Follow along with me to run pipelines from Azure Devops and GitHub Actions to demonstrate how you can use the Databricks CLI capabilities like databricks workspace import_dir
and databricks bundle deploy
.
I will demonstrate how these commands can run from the DevOps agent command line (and you can try it locally too) to copy files from your local or from your git repository to the Databricks workspace, to any location you specify.
Fork or clone my repository and make it your own https://github.com/clintgrove/databricks-devops
Then follow along on this video if you want.
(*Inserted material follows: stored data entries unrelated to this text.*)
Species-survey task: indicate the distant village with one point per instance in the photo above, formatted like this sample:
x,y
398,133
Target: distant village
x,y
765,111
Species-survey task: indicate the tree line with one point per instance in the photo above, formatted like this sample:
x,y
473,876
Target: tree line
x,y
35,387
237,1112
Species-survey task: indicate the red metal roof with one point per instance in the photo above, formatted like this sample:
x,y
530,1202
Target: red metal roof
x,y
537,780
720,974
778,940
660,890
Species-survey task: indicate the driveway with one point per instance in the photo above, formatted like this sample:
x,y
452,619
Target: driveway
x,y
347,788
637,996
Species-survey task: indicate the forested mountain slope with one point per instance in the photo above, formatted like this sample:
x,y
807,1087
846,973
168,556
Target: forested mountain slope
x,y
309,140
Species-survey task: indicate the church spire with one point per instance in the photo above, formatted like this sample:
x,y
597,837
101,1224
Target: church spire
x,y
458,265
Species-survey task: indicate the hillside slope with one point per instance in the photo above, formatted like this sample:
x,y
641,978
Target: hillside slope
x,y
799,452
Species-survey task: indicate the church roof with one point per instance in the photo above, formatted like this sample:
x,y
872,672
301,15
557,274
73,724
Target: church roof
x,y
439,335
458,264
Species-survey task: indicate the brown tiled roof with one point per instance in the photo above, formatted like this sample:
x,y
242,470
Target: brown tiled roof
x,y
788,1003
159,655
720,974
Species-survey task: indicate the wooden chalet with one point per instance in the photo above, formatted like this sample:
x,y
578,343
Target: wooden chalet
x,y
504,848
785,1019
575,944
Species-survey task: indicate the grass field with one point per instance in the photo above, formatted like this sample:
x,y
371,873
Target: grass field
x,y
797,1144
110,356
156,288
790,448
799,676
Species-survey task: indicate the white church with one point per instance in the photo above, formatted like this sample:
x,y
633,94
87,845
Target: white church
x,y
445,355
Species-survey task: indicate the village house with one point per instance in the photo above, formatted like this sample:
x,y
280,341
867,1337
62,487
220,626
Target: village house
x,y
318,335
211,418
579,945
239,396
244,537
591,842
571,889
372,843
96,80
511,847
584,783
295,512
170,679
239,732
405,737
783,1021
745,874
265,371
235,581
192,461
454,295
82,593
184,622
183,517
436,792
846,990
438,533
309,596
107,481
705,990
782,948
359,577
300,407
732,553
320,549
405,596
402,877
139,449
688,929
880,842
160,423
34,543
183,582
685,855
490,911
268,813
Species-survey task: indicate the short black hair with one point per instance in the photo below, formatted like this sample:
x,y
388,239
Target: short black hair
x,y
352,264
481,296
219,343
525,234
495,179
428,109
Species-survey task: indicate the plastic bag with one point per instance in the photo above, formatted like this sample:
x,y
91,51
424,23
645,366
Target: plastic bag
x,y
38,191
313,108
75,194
For Asset Bundle deployments
The command line we will run is:
databricks bundle deploy
You can see this in the file .github/workflows/databricks-assetbundle.yml
in my github repo.
For Non Asset Bundle deployments
The command we want to use for Azure Devops is:
databricks workspace import_dir $(Build.SourcesDirectory)/${{ parameters.notebooksPath }} /Shared/live4 --overwrite
If you are using Github Actions then it is:
databricks workspace import_dir --overwrite ${{ inputs.notebooksPath }} /Shared/live4
Where the /Shared/live4
can be any name you want, it doesn’t have to be that. Also you can put it in /Users/live
or /Users/assets/notebooks
if you wanted to.
You set --overwrite
to make sure that you overwrite any existing files there.
Workspaces have these folders by default:
- /Users
- /Repos
- /Shared
(Note: When I used my high permissions SPN that is Contributor over my entire Subscription then I could put the “/live” folder at the root level, but when I created a SPN that had limited scope and permission then I had to put it in /Users or /Repos or /Shared.)
Prerequisites
- 2 Databricks workspaces with public access. As I have set this up to mimic a Dev to Prod type promotion
- The Databricks workspaces need to have Unity Catalog (I set Databricks up on Premium sku)
- You need access to the Account Dashboard (accounts.azuredatabricks.net)
- Clone or fork from my repository so that you can make this your own and adjust values where you need to.
Setting this up for Azure Devops
If you want to set this up like I did then you need to do a few things on Devops.
- Create your Service Connection in Azure devops (which is an app registration in Entra ID, aka a SPN (Service Principal)).
- Add the SPN to the Databricks workspace.
- Find the “Account ID” of Admin Dashboard (accounts.azuredatabricks.net).
- Create your Azure Devops Pipeline and run it.
1. Set up a “Service Connection” in Azure Devops
Go to Project Settings in Azure Devops (look down at the bottom left of the page). I set my Service Connection up manually, which meant that I already had an app registration (aka SPN) created in EntraID and then connected to that SPN as a “Service Connection” in Azure Devops. I prefer doing it that way so that I can control the app registration process instead of letting Azure Devops create one for me.
Click on “New service connection”
Click on the drop down for Identity Type and choose “manual” if you want to use an existing SPN (or automatic if you want to let Devops create one for you).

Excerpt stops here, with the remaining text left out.